Algunas teorías sobre la parodia ya son parte de un canon moderno (Pauls, 1980). Para Tinianov, se trata de una ruptura, un corte (por repetición inmotivada y perceptible de un procedimiento), mediante el cual la evolución literaria da un paso adelante. Josefina Ludmer (1988) generaliza este esquema para cada texto emblemático del género gauchesco. Por su parte, para Bajtín, la novela sería representación de un discurso ajeno, y la parodia, en ese sentido, un conflicto entre lenguajes, entre mundos. “La parodia obliga a percibir los aspectos del objeto que no entran en el género, en el estilo en cuestión” (Estética y teoría de la novela). La parodia, entonces, como resistencia (así, no habría parodia desde el poder). Kristeva se basa en Bajtín pero eliminando la idea de totalidad novelesca, con lo cual la parodia pasa a ser enemigo (triunfante) del realismo.
Tamborenea (1980) se basa en la estética de la recepción (Jauss) para proponer que la parodia puede ser un efecto de la lectura: “un texto paródico crea un nuevo contexto de expectación”. Pero advierte que habría que hacer una tipología de las parodias, porque no todas cumplen con esa condición, y tampoco con la de producir una ruptura con lo anterior.
Nora Domínguez y Beatriz Masine (1980) afirman que el Fausto criollo niega la gauchesca y al mismo tiempo se inscribe en ella. Algo importante que hay que diferenciar en él: no desciende exactamente de las celebraciones patrióticas, ya que describe una representación operística. Y, en todo caso, habría un doble movimiento paródico: hacia el gaucho inculto y hacia el género culto de la ópera. (“Ha profanado Ud. el santuario del sublime poema, del cual nadie puede hablar con propiedad sino en tudesco, porque en romance no hay quien explique sus delirantes bellezas”, carta de Guido y Spano al autor). ¿El narrador gaucho parodiador se convierte en objeto parodiado? Entonces, ¿quién gana, la barbarie o la civilización? Esto será según la lectura que se haga.
Todo esto, de alguna manera, lleva a pensar las relaciones entre parodia y propiedad.

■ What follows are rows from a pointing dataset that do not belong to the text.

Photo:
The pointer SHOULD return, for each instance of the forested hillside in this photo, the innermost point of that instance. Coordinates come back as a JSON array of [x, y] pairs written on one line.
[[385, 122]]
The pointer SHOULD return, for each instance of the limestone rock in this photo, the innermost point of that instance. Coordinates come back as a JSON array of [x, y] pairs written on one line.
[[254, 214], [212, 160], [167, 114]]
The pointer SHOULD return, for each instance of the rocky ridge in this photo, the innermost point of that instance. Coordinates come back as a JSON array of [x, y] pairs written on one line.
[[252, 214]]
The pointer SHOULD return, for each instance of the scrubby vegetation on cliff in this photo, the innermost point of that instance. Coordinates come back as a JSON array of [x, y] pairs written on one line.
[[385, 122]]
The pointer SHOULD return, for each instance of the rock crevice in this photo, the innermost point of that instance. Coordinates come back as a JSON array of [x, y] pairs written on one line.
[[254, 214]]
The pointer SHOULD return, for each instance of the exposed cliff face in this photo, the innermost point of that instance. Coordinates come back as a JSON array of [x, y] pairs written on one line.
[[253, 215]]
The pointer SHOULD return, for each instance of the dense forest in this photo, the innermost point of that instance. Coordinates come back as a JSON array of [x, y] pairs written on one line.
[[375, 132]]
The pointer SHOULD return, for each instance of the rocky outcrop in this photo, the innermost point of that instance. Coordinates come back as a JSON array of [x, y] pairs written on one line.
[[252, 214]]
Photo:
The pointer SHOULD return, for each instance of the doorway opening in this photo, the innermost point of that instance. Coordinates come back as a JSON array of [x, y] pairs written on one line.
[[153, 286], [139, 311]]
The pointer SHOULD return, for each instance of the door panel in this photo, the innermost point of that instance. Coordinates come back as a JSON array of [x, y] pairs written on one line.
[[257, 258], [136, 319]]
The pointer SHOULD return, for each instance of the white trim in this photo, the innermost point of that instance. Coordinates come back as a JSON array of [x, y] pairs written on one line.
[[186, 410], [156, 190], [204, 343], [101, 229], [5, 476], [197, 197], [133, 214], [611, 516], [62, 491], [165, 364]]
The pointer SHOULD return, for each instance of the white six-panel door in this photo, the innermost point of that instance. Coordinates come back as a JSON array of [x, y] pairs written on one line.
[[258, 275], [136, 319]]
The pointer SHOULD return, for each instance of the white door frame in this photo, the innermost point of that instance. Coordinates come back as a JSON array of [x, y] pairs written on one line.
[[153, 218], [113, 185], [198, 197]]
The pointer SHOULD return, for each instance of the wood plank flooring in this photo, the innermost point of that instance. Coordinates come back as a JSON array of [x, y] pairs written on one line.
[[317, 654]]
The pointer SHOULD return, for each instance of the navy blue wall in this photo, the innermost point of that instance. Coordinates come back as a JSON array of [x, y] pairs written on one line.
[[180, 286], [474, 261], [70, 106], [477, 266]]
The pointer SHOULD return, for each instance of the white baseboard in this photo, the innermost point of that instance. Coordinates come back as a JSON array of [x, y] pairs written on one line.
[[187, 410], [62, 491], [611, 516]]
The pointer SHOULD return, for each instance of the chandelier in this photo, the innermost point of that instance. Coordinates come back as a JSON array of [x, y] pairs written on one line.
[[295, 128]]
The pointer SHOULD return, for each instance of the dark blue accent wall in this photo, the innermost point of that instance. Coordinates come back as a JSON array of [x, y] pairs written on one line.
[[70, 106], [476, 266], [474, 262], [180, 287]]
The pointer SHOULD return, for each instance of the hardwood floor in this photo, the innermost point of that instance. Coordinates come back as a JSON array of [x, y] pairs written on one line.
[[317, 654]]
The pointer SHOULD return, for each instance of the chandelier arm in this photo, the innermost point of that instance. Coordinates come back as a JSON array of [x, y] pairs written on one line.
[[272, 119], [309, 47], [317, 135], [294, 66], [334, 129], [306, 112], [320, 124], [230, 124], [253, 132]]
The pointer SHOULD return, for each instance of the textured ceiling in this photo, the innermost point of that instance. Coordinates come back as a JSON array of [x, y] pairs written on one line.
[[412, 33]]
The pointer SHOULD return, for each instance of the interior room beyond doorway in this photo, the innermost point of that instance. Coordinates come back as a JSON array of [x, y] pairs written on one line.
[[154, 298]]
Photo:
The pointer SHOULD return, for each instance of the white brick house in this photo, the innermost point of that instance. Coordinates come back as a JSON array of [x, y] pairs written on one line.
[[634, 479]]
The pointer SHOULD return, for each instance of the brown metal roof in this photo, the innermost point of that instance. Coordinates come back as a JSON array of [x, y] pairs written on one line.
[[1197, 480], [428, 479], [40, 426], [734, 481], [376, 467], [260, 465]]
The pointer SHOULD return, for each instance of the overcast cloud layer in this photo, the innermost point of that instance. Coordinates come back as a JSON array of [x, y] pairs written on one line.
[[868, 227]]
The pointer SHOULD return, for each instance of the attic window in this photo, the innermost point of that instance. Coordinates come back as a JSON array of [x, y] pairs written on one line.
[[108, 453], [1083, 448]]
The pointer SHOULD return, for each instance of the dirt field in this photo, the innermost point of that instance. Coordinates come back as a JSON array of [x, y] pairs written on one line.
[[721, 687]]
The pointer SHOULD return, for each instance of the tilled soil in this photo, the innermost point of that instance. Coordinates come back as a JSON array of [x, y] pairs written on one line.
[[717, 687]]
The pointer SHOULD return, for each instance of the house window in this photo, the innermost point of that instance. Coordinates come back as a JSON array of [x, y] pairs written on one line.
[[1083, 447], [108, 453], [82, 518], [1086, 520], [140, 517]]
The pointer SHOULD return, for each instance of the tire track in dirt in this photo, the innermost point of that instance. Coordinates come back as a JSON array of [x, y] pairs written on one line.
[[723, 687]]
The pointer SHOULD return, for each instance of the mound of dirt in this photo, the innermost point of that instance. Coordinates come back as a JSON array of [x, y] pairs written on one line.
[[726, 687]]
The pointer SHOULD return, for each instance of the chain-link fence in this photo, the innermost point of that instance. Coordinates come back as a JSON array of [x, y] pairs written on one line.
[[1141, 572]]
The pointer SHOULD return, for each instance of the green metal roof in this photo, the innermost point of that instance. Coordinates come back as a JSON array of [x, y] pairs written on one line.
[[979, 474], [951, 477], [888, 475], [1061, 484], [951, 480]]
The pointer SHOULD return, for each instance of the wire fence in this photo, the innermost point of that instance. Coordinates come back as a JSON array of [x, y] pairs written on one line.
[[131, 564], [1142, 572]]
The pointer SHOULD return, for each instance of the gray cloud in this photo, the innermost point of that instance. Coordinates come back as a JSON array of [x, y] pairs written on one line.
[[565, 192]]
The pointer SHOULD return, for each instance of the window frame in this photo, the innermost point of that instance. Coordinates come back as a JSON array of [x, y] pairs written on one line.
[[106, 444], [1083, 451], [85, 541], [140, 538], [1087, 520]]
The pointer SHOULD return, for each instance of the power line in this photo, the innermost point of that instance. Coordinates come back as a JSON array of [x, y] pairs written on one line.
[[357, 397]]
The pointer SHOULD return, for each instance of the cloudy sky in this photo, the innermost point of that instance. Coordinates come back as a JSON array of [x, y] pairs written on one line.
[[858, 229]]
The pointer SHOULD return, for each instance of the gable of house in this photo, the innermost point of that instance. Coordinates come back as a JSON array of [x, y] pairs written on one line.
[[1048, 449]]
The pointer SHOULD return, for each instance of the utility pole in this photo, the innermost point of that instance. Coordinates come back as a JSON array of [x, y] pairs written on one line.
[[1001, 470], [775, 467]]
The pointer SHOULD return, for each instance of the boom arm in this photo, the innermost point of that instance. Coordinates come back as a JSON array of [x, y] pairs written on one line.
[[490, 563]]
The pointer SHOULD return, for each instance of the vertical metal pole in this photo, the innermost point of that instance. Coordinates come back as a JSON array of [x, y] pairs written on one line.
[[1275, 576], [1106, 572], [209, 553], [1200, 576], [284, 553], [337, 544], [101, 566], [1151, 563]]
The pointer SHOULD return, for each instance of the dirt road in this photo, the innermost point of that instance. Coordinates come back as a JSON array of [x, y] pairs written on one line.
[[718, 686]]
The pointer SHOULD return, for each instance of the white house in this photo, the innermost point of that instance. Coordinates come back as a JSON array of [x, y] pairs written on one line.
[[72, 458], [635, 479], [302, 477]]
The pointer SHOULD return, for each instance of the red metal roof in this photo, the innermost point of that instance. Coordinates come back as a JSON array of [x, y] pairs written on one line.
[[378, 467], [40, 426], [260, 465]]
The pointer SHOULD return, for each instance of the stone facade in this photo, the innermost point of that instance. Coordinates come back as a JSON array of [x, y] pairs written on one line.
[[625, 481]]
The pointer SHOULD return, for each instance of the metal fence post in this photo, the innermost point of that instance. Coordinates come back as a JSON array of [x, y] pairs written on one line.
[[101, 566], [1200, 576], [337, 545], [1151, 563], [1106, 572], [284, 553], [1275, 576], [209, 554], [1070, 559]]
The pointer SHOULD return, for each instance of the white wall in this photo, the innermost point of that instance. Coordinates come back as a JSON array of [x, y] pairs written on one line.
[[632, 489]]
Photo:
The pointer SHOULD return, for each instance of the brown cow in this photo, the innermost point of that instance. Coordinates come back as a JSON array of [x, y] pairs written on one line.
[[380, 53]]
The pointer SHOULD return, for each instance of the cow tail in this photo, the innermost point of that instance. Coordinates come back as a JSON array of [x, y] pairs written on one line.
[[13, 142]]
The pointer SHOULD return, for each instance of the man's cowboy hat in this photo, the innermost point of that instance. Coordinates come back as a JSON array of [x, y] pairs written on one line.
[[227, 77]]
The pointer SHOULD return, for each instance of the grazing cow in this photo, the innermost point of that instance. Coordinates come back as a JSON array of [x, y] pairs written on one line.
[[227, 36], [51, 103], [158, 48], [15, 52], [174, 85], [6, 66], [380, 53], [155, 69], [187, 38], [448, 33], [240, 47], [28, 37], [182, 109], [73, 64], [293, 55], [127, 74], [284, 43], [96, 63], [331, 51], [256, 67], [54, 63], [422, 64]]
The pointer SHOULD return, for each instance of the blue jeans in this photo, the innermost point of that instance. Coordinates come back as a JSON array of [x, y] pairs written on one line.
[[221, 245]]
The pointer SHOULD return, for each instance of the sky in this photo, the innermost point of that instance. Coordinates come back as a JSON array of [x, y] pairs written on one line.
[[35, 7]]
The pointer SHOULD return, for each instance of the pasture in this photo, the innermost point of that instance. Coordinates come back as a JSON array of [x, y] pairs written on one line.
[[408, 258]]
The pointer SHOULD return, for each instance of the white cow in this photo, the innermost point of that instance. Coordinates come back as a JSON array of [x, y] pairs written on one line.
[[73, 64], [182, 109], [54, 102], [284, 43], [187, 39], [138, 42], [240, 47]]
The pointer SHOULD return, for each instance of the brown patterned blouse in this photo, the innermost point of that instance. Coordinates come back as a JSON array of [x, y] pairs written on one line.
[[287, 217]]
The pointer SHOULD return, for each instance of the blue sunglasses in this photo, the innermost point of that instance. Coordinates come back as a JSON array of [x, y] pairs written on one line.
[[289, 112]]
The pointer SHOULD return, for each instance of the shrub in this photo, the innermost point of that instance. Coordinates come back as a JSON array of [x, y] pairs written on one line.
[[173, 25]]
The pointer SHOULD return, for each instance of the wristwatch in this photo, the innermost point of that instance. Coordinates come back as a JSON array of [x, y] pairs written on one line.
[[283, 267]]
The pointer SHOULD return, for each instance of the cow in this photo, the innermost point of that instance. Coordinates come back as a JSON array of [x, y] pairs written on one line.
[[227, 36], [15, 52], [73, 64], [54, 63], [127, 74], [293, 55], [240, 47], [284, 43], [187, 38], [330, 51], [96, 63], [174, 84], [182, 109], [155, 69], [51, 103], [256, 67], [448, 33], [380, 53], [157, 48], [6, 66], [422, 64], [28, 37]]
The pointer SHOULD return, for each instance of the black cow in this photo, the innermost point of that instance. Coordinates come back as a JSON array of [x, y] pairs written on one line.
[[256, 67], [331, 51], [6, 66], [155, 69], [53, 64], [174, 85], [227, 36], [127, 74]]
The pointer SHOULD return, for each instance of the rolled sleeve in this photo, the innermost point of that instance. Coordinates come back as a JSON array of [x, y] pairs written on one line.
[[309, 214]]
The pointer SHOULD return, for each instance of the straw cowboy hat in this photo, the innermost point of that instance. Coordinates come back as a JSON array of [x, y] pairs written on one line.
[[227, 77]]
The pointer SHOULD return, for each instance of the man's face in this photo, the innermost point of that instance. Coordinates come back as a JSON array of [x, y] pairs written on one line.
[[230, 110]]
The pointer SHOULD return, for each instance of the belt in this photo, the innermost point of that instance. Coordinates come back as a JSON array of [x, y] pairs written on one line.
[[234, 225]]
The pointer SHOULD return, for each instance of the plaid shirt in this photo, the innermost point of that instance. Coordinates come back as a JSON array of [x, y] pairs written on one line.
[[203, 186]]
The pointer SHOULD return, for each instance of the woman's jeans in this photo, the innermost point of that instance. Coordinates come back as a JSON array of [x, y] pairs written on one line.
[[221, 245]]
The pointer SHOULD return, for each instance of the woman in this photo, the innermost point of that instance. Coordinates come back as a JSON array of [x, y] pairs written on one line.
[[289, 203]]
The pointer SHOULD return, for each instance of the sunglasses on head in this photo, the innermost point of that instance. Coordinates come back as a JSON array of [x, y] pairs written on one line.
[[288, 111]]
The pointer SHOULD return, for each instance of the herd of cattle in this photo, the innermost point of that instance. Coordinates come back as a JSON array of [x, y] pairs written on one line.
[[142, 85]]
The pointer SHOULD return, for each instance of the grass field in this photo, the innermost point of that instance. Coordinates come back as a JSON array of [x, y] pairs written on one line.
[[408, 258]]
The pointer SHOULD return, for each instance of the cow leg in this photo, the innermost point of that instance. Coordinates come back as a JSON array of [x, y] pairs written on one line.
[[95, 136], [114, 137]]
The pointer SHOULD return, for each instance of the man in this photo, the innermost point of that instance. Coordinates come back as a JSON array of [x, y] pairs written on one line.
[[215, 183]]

Reitero aquí lo sugestivo de que, después que Martín Oro pierde su dinero a manos del estafador, le regalan el caballo que había ido a comprar. Se compensa la pérdida como en un sistema generalizado de trueque que alude a esa armonía preestablecida que es la Patria.
Me gustaría traer aquí una cita, algo extensa, de Leónidas Lamborghini (2003):

Asimilar la distorsión del Sistema y devolvérsela multiplicada: esta ecuación seca, dura, cifra la mayor parte del Martín Fierro y del Fausto criollo. Y, de una manera total, “La refalosa” de Ascasubi. Es, como dicen en México, darle (al Sistema) “de su propia medicina”. Su vía de aplicación es la parodia. La parodia es el recurso reprimido que los diccionarios definen como “lo cómico imitativo”; en términos más amplios, esto podría ser expresado así: la parodia es siempre una relación de semejanza y contraste con un modelo determinado. En ella podemos ver “ese aire de parecido” que observaba Petrarca entre el retratado y el retrato, de parecido que no es lo mismo y de lo mismo pero parecido. La relación Padre-Hijo; y finalmente, Modelo Derivado. Vista así, toda la literatura es parodia.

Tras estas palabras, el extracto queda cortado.